Wine trade goes Burgundy mad
HEAD SOMMELIER AND MANAGER OF LUTYENS RESTAURANT
Last week saw one of the English Wine Trade’s odd annual rituals, the Burgundy en primeur tastings. For a week, we all traipse around assorted grand venues, tasting samples of wines from the new vintage about to be released.
In many cases the wines have not even been bottled are represented by samples of varying degrees of freshness. It’s somewhat akin to deciding University applications on the basis of ultrasound pictures.
The crazy thing is that many of these wines will be bottled in the next few weeks. By the time that they are in the bottle, however, they will for the most part have already been sold.
It’s a dangerous business to leap to conclusions about any wine region and the whole tasting process really only lends itself to the most banal of generalisations, but I’ve never let the danger of banality prevent me from shooting my mouth off so here are my impressions of Burgundy 2010.
First of all it looks like a good vintage. For the whites especially, it seems to combine the power of 2009 with the elegance and acidity of 2008 and so is a more harmonious and, dare I say it, complete vintage than either.
The reds have a more classical elegance to them than the exotic 2009s but without the austerity of the 2008s or the (whisper it) dilution of 2007.
That’s the good news.

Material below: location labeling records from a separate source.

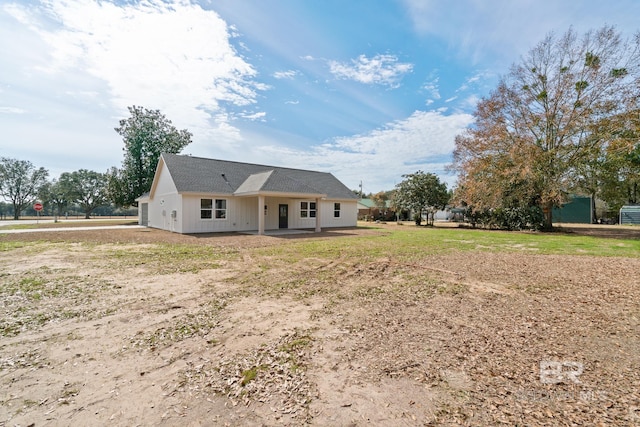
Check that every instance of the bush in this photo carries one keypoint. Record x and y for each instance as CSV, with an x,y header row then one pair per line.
x,y
514,218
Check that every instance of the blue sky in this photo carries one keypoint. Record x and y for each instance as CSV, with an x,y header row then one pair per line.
x,y
367,90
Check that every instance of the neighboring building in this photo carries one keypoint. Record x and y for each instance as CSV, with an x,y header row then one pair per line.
x,y
369,211
578,210
630,214
197,195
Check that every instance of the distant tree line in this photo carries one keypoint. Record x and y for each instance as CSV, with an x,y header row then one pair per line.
x,y
146,134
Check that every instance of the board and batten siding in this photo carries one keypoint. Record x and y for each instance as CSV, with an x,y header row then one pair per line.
x,y
241,215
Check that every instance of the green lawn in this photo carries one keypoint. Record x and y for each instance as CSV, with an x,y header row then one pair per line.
x,y
417,242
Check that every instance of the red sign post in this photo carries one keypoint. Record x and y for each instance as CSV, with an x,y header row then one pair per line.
x,y
38,207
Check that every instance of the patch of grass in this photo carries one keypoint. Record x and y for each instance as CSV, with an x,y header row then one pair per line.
x,y
184,327
37,297
413,243
168,258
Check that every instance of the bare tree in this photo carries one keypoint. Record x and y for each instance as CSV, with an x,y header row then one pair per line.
x,y
20,182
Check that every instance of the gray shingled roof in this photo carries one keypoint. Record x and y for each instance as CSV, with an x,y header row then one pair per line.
x,y
200,175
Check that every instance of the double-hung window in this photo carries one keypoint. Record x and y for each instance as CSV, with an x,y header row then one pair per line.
x,y
307,209
206,208
221,209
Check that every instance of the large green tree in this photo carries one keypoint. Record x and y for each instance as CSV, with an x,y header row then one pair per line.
x,y
421,193
146,134
556,109
55,196
86,188
20,182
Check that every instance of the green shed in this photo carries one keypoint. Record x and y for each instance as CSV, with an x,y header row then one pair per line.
x,y
630,215
578,210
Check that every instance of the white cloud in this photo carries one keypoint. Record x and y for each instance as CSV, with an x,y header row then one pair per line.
x,y
172,56
498,31
381,69
289,74
12,110
423,141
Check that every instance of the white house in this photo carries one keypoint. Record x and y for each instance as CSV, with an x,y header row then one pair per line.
x,y
197,195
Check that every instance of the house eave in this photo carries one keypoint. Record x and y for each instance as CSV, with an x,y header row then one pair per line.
x,y
281,194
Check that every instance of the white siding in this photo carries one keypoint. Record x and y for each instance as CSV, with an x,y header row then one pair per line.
x,y
165,201
348,214
242,214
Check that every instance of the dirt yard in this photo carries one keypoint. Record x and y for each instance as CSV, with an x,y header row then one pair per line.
x,y
100,328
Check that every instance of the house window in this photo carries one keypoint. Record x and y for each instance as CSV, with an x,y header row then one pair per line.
x,y
206,208
221,209
307,209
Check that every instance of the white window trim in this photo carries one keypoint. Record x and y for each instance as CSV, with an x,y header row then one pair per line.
x,y
225,210
206,209
308,210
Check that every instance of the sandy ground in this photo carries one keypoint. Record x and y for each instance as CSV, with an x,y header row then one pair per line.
x,y
93,338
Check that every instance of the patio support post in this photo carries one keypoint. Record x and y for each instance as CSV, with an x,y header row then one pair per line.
x,y
261,212
318,215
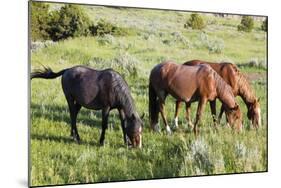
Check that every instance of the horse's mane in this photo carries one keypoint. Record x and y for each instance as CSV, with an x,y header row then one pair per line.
x,y
223,89
122,93
245,89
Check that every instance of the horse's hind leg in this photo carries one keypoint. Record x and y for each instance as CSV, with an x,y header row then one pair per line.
x,y
73,109
163,114
122,118
200,109
105,114
177,113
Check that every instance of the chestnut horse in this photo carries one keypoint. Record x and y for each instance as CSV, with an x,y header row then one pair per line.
x,y
240,87
98,90
189,83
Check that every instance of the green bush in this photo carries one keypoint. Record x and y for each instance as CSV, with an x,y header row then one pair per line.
x,y
264,25
106,28
69,21
247,24
195,22
39,21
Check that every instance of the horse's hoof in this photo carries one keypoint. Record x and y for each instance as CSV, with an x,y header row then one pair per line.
x,y
168,129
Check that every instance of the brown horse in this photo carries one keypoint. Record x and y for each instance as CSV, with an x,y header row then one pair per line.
x,y
189,83
240,87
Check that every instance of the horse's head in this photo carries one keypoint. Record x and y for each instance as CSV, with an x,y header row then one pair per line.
x,y
254,113
234,117
134,130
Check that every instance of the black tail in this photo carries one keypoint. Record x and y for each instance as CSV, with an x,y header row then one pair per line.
x,y
153,107
46,73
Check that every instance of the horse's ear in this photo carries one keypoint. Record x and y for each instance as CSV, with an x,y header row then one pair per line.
x,y
235,107
133,117
142,116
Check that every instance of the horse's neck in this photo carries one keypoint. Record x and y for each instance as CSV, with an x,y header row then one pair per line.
x,y
246,93
127,105
225,94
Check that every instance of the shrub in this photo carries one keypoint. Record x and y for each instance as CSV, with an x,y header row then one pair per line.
x,y
106,39
69,21
39,21
195,22
264,25
124,63
216,45
106,28
247,24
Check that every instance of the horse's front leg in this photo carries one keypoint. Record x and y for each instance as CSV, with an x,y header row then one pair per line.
x,y
178,103
122,119
74,108
187,114
200,109
220,114
105,114
214,113
163,114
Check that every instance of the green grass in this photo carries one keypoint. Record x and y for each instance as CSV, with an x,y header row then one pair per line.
x,y
57,159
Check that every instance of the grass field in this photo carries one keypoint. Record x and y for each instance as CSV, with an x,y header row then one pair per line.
x,y
57,159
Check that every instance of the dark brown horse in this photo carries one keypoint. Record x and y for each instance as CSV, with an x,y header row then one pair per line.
x,y
240,87
98,90
190,83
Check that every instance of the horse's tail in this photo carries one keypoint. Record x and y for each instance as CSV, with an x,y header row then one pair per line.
x,y
46,73
153,107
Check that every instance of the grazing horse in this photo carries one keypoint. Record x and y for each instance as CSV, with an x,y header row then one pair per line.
x,y
189,83
98,90
240,87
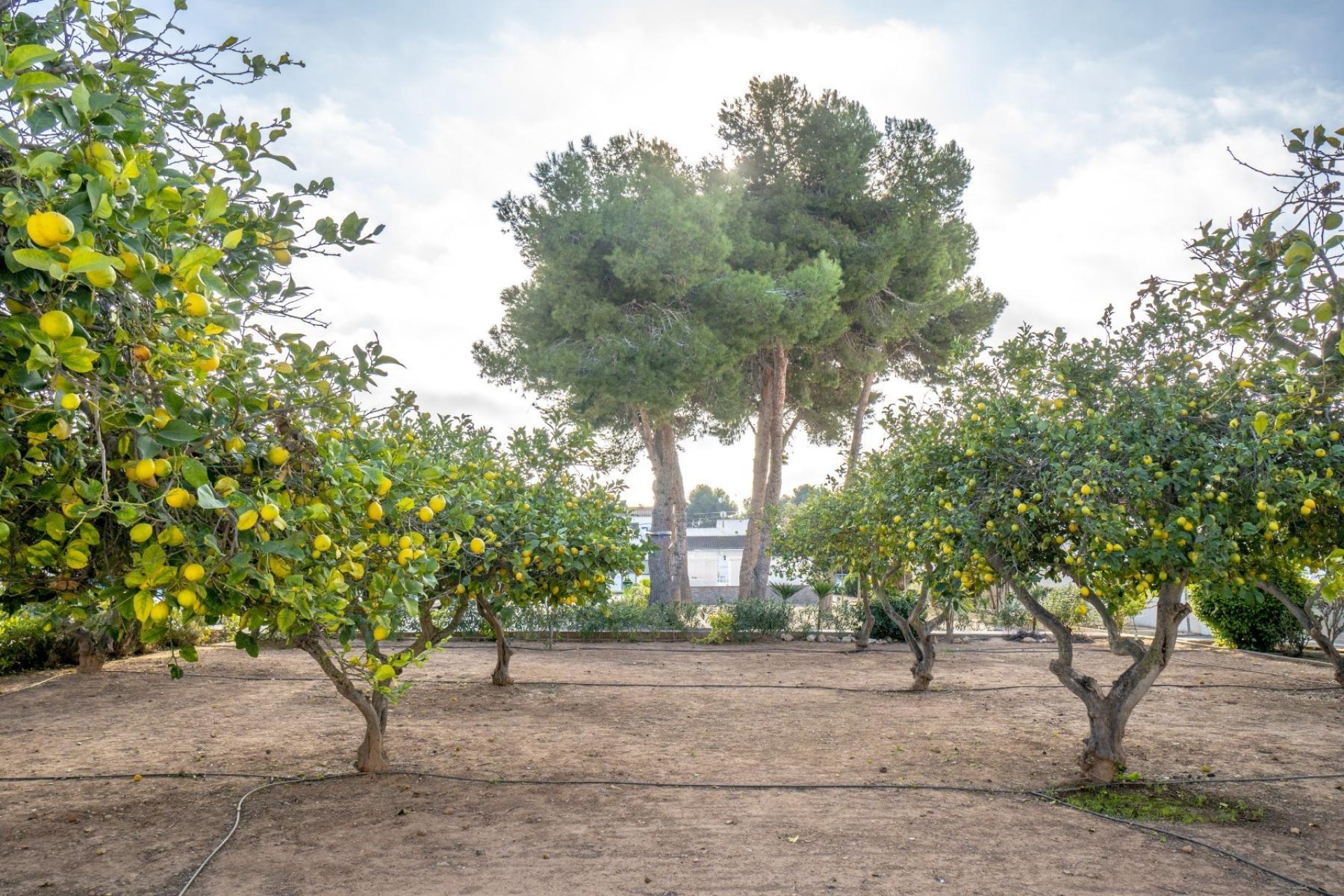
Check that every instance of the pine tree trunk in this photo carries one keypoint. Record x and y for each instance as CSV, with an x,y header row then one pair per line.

The bad news, inevitably, is that there is not much of it to go around. Volumes are way down and demand is surging in emerging markets. By the time restaurants are starting to list these wines they may have changed hands (figurative speaking) many times and the prices (already high) will be stratospheric.
It is a curious sensation to taste wines at the absolute pinnacle of the quality scale knowing that there is little realistic prospect of ever seeing them again once they have entered their drinking window. It is a somewhat melancholy feeling.
In this context it is always nice to come across a producer whose wines remain relatively affordable. I was mightily impressed by the wines of Cécile Tremblay, based in the village of Vosne-Romanée, which, while not cheap (Burgundy rarely is), show a correspondence between price and quality that makes them particularly attractive. I will be seeking them out in the future.